N. 01188/2023 REG.RIC.
REPUBBLICA ITALIANA
IN NOME DEL POPOLO ITALIANO
Il Tribunale Amministrativo Regionale per la Sicilia
(Sezione Quinta)
ha pronunciato la presente
SENTENZA
ex art. 60 cod. proc. amm.;
sul ricorso numero di registro generale 1188 del 2023, proposto da
Farmacia Li Volsi S.r.l., in persona del legale rappresentante pro tempore , rappresentata e difesa dall’avv.to Lucia Di Salvo, con domicilio digitale come da PEC da Registri di Giustizia e domicilio fisico eletto presso il suo studio in Palermo, Via Notarbartolo n. 5.
contro
Comune di Menfi, Commissario ad acta in sostituzione del Consiglio Comunale Dott.

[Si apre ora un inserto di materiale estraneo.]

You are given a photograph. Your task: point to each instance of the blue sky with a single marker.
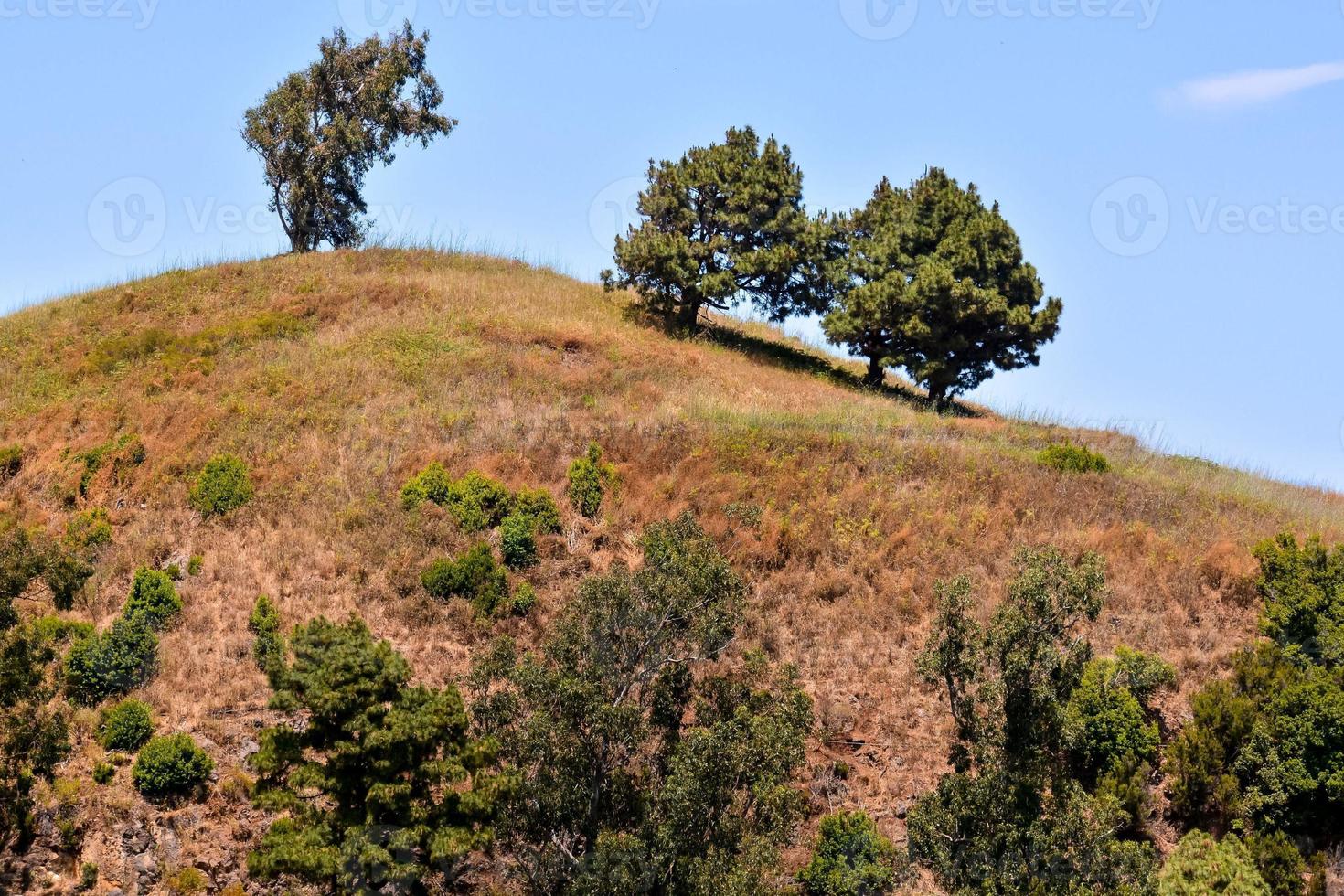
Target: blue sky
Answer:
(1171, 166)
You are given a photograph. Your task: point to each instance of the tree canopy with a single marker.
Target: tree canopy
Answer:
(322, 131)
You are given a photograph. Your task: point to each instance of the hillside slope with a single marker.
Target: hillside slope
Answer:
(337, 377)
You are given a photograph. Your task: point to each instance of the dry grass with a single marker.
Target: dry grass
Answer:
(336, 377)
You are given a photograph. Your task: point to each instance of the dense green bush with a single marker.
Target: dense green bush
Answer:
(383, 755)
(125, 726)
(268, 643)
(111, 664)
(851, 859)
(1072, 458)
(154, 600)
(11, 461)
(169, 767)
(474, 577)
(539, 507)
(517, 541)
(222, 485)
(432, 484)
(1109, 716)
(589, 480)
(1201, 867)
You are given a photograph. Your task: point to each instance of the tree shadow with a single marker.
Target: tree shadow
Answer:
(792, 357)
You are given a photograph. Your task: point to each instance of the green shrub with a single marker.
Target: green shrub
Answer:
(268, 643)
(89, 529)
(474, 577)
(477, 503)
(154, 600)
(538, 506)
(589, 480)
(171, 766)
(523, 601)
(111, 664)
(432, 484)
(851, 859)
(222, 485)
(1072, 458)
(517, 541)
(11, 461)
(1278, 863)
(1200, 865)
(126, 726)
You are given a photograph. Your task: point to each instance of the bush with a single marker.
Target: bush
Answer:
(589, 478)
(475, 577)
(523, 601)
(11, 461)
(432, 484)
(111, 664)
(169, 767)
(126, 726)
(1200, 865)
(539, 507)
(1072, 458)
(517, 541)
(154, 600)
(268, 644)
(222, 485)
(851, 859)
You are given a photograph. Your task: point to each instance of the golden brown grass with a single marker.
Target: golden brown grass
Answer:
(336, 377)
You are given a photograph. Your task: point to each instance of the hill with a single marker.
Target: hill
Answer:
(337, 377)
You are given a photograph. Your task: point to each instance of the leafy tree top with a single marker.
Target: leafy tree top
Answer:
(322, 131)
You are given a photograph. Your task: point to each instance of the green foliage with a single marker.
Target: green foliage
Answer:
(322, 129)
(517, 541)
(154, 600)
(111, 664)
(405, 792)
(929, 280)
(171, 767)
(1011, 818)
(222, 486)
(589, 478)
(1108, 720)
(851, 859)
(268, 643)
(539, 507)
(722, 225)
(475, 577)
(11, 461)
(433, 484)
(1072, 458)
(638, 773)
(1304, 598)
(125, 726)
(523, 601)
(1278, 863)
(1201, 865)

Giovanni Scafidi Nominato Giusto D.A. n. 53/S.3/2003, Azienda Sanitaria Provinciale di Agrigento, Ordine dei Farmacisti della Provincia di Agrigento, non costituitisi in giudizio;
Regione Sicilia - Assessorato delle Autonomie Locali e della Funzione Pubblica, in persona del legale rappresentante pro tempore , rappresentata e difesa dall’Avvocatura distr.le dello Stato, con domicilio digitale corrispondente alla PEC come da registri di giustizia, e domicilio fisico ex lege presso la sua sede in Palermo, Via Villareale n. 6;
nei confronti
Farmacia Sant'Antonio di Rotolo e Barbera S.r.l., Farmacia Spitali del Dr Gaspare Spitali, non costituitisi in giudizio;
e con l'intervento di
ad opponendum :
RI UR, SA Di IG, RI GL Caietta, rappresentati e difesi dagli avv.ti Girolamo Rubino e Giuseppe Impiduglia, con domicilio digitale corrispondente alla PEC come da registri di giustizia, e domicilio fisico ex lege presso la Segreteria della Sezione in Palermo, Via Butera n. 6;
per l'annullamento
previa sospensione
- DELLA DELIBERA DEL COMMISSARIO AD ACTA 25/5/2023 N. 1, DI APPROVAZIONE DELLA REVISIONE BIENNALE DELLA PIANTA ORGANICA DELLE FARMACIE PER IL 2022;
- DI TUTTI GLI ATTI PRESUPPOSTI E CONNESSI, COMPRESA LA PROPOSTA 23/5/2023 N. 1, LA RELAZIONE TECNICA 24/4/2012 E LA RELAZIONE 2022 DEL 20/10/2022, NONCHE’ IL VERBALE DI CONFERENZA DI SERVIZI DEL 16/11/2022;
- DI OGNI ALTRO ATTO CONNESSO, PRESUPPOSTO O CONSEGUENTE.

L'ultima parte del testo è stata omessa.